Si algún día tienes la oportunidad de visitar la Basílica de San Pedro, en el Vaticano, dirígete al Altar, una de las obras maestras escultóricas de Bernini. Notarás que hay cuatro figuras que aparecen a ambos lados del trono, San Ambrosio, San Agustín, San Atanasio y San Juan Crisóstomo.

Abside en el altar de San Pedro, Vaticano
Abside en el altar de San Pedro, Vaticano

Si te estás preguntando quiénes son ellos, déjame que te lo explique rápidamente. Los primeros Doctores de la Iglesia fueron a su vez los ocho padres más eminentes de la Iglesia. Cuatro de ellos son Padres de la Iglesia latina (u occidental) y son San Agustín, San Ambrosio, San Gregorio y San Jerónimo. Los otros cuatro son los Padres de la Iglesia oriental y son San Juan Crisóstomo, San Basilio, San Gregorio Nacianceno y San Atanasio (quien fue añadido un tiempo después).

¿Son los escritos de los Doctores de la Iglesia libres de error?

Esta pregunta es mucho más compleja de lo que parece, pero para dar una respuesta corta; no. Los escritos de los Doctores de la Iglesia no son inmunes al error.

Gracias al dogma de la Infalibilidad del Papa sabemos que solo aquello enseñado ExCatedra por el Papa, en unión a su Magisterio, está libre de error en temas de fe y moral. (Este es un tema complejo y algún día lo abordaremos en otro escrito, por ahora tendrás que confiar en mí). Sin embargo, los escritos de los Doctores de la Iglesia son riquísimos en doctrina y teología y vale la pena leerlos y estudiarlos para conocer mejor nuestra fe y, por supuesto, conocer mejor a Dios.

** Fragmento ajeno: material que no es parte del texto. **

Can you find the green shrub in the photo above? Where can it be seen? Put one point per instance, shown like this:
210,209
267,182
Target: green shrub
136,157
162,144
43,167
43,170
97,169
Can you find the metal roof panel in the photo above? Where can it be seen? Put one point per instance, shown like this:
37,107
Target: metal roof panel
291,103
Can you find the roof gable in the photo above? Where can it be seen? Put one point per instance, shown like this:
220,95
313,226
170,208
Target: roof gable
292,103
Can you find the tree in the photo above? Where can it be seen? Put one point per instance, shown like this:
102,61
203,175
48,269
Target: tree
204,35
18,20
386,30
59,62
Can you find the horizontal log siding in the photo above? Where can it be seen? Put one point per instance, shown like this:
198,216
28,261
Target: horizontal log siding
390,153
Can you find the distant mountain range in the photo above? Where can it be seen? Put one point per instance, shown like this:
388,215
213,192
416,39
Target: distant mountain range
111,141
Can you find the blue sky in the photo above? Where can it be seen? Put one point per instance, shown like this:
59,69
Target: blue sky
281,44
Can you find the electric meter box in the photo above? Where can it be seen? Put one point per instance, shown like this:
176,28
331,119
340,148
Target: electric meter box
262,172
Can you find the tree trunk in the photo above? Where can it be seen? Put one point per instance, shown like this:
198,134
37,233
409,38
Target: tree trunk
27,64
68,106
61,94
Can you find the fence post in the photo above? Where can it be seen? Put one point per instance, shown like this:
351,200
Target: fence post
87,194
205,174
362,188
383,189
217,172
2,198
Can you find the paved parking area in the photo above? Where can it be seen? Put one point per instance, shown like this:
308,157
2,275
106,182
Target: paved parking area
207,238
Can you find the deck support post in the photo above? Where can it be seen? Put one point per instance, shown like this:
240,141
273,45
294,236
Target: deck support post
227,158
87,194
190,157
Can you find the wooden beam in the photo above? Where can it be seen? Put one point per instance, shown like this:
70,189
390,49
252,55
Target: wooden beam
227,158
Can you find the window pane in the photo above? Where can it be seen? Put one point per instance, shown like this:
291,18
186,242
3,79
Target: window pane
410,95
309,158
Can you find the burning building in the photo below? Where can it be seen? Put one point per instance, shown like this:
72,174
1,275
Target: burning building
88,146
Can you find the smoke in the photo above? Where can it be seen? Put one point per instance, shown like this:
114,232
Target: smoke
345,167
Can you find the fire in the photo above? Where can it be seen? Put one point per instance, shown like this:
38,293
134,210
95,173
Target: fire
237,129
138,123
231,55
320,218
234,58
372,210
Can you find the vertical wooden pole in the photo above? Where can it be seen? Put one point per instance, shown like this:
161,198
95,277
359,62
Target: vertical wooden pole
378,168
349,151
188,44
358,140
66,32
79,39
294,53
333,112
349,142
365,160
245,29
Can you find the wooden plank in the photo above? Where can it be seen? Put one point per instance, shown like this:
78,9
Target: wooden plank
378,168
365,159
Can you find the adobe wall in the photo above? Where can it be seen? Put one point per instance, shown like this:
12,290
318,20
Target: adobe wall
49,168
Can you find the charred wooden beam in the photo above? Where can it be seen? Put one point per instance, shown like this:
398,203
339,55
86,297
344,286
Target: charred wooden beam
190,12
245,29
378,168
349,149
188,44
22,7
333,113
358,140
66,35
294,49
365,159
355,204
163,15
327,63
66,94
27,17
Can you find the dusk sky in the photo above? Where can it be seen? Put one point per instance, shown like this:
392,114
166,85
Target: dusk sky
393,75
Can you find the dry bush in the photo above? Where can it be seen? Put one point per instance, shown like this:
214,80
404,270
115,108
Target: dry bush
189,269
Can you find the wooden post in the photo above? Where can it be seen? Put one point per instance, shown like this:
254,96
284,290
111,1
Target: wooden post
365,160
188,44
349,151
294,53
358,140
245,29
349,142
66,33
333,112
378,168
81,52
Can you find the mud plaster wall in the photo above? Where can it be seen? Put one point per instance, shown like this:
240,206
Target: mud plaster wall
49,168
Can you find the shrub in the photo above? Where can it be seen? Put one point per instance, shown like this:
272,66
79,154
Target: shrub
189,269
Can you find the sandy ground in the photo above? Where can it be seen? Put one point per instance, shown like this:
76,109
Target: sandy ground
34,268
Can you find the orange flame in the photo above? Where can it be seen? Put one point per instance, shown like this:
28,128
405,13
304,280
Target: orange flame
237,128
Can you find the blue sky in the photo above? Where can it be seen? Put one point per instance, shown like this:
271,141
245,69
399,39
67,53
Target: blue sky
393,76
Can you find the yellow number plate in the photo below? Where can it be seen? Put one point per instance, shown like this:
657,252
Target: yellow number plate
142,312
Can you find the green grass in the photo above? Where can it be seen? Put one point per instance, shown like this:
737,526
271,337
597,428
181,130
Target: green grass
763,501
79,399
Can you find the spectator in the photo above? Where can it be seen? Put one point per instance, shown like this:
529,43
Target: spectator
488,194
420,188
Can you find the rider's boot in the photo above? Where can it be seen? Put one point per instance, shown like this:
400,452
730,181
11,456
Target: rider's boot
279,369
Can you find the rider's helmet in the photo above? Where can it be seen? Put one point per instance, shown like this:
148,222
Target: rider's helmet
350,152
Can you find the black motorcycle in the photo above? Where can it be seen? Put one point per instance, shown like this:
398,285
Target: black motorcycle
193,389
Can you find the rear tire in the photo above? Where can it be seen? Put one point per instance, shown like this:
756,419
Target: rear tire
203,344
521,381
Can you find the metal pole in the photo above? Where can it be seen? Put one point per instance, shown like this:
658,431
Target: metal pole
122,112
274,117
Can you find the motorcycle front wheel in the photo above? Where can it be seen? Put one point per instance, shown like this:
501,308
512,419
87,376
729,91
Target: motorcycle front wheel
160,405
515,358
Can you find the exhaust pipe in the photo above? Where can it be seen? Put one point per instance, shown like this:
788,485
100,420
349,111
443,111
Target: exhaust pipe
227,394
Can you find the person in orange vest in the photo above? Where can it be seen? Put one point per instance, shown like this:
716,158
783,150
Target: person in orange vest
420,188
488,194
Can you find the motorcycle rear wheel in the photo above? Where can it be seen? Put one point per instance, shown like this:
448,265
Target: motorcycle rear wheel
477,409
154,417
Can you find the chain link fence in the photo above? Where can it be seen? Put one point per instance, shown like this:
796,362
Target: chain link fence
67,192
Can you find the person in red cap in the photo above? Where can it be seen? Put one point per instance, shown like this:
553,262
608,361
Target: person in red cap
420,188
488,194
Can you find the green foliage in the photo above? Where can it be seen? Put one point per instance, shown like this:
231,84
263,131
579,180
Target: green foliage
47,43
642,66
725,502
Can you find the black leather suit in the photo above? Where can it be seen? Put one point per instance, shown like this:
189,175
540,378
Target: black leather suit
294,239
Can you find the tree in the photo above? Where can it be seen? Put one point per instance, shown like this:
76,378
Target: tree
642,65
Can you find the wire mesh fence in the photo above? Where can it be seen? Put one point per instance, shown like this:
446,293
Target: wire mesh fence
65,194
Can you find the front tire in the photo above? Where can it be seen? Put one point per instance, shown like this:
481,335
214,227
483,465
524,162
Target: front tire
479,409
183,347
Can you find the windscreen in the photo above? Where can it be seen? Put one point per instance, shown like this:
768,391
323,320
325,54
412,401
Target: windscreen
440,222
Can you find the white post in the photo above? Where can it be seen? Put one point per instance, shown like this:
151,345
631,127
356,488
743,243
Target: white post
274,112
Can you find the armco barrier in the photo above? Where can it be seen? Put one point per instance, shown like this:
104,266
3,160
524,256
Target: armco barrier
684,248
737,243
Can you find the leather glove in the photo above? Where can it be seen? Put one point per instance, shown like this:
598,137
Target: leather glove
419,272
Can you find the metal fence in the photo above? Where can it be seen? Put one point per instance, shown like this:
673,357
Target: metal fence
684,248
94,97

Mi invitación después de este artículo es justamente esa, revisa la lista de Doctores de la Iglesia, puedes buscar sus escritos, sus reflexiones, sus oraciones, leer acerca de su vida o revisar su legado. La riqueza de nuestra Iglesia es infinita. ¿Qué esperas para aprovecharla?

Algunas observaciones adicionales

  1. ¿Quiere esto decir que los doctores son los más grandes santos? No necesariamente. Piensa en la Virgen María y San José, en los Apóstoles, en San Francisco de Asís, etc.
  2. ¿Son todos los Padres de la Iglesia Doctores de la Iglesia? No. Hay muchos que no han sido incluidos.
  3. ¿Algún mártir tiene el título de Doctor de la Iglesia? No, hasta el día en que se escribe este artículo ningún mártir ha recibido este título.
  4. Algunos Doctores de la Iglesia reciben un título especial. San Agustín, por ejemplo, es llamado Doctor de la Gracia. Santo Tomás de Aquino es llamado Doctor Angélico. Santa Teresa del Niño Jesús es llamada Doctor del Amor. Y así algunos otros para explicar mejor la razón de su título.